Friday, September 10, 2010

You are in danger

Why Pakistan's floods have been ignored, and why it endangers your security (yes, Canadians too).   Juan Cole at TomDispatch:

Still, the submerging of a fifth of a country the size of Pakistan is -- or at least should be -- a dramatic global event and even small sums, if aggregated, would matter.  (A dollar and a half from each American would have met the U.N. appeal.)  Some have suggested that the Islamophobia visible in the debate about the Park 51 Muslim-owned community center in lower Manhattan left Americans far less willing to donate to Muslim disaster victims.
And what of those national security arguments that nuclear-armed Pakistan is crucial not just to the American war in Afghanistan, but to the American way of life?  Ironically, the collapse of the neoconservative narrative about what it takes to make the planet’s “sole superpower” secure appears to have fallen on President Obama’s head.  One of the few themes he adopted wholeheartedly from the Bush administration has been the idea that a poor Asian country of 170 million halfway around the world, facing a challenge from a few thousand rural fundamentalists, is the key to the security of the United States.
If the Pakistani floods reveal one thing, it’s that Americans now look on such explanations through increasingly jaundiced eyes.  At the moment, no matter whether it’s the Afghan War or those millions of desperate peasants and city dwellers in Pakistan, the public has largely decided to ignore the AfPak theater of operations.  It’s not so surprising.  Having seen the collapse of our financial system at the hands of corrupt financiers produce mass unemployment and mass mortgage foreclosures, they have evidently decided, as even Glenn Beck admits, it’s “game over” for imperial adventures abroad.
Another explanation may also bear some weight here, though you won’t normally hear much about it.  Was the decision of the corporate media not to cover the Pakistan disaster intensively a major factor in the public apathy that followed, especially since so many Americans get their news from television?
The lack of coverage needs to be explained, since corporate media usually love apolitical, weather-induced disasters.  But covering a flood in a distant Asian country is, for television, expensive and logistically challenging, which in these tough economic times may have influenced programming decisions.  Obviously, there is as well a tendency in capitalist news to cover what will attract advertising dollars.  Add to this the fact that, unlike the Iraq “withdrawal” story or the “mosque at Ground Zero” controversy, the disaster in Pakistan was not a political football between the GOP and the Democratic Party.  What if, in fact, Americans missed this calamity mostly because a bad news story set in a little-known South Asian country filled with Muslim peasants is not exactly “Desperate Housewives” and couldn’t hope to sell tampons, deodorant, or Cialis, or because it did not play into domestic partisan politics?   
 The great Pakistani deluge did not exist, it seems, because it was not on television, would not have delivered audiences to products, and was not all about us.  As we saw on September 11, 2001, and again in March 2003, however, the failure of our electronic media to inform the public about centrally important global developments is itself a security threat to the republic.

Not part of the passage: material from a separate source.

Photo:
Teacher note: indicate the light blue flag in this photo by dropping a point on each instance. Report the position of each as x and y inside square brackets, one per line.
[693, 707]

  1. There is also perhaps a feeling that the rich Arab states should lead on this one -- and that may or may not be happening.

    Before 31 Aug., Saudi Arabia had pledged just 3.1% of the total (cf.: USA 31%, Britain 11% -- and 3.1% is less than what was given each by Australia, Canada, and Japan). No donations from Gulf States or indeed any other Muslim nation were noted:

    On 31 Aug., al-jazeera (online English edition) reported that Muslim countries and organisations pledged nearly $1bn in cash and supplies to relief efforts in Pakistan.

    "They have shown that they are one of the largest contributors of assistance both in kind and cash," Ekmeleddin Ihsanoglu, head of the 57-member Organisation of the Islamic Conference (OIC), said in Islamabad on Sunday. The aid pledges come from OIC institutions and telethons held in Saudi Arabia, Turkey, Kuwait, the United Arab Emirates and Qatar, he said."

    Has that money reached Pakistan? Are they stepping up to the plate? I haven't heard anything since.

  2. Or it just might be donor fatigue.

  3. Being a summer time story may not help too. I missed part of the collapse of the Iron Curtain due to a vacation and no radio.
    It is interesting in Canada that CBC radio (no need to please advertisers) has provided some coverage but it seems shallow compared to Haiti a few months before. But there was in Haiti a strong Canadian angle with the Canadian Forces helping out. Still there are a lot of Pakistanis in Canada so you would think they would beat the drums more on the media.

    All I know is that I donated $200 today which will be 100 % matched by the Canadian Government.

    I do wonder is this the first Global Warming disaster? We will probably never know.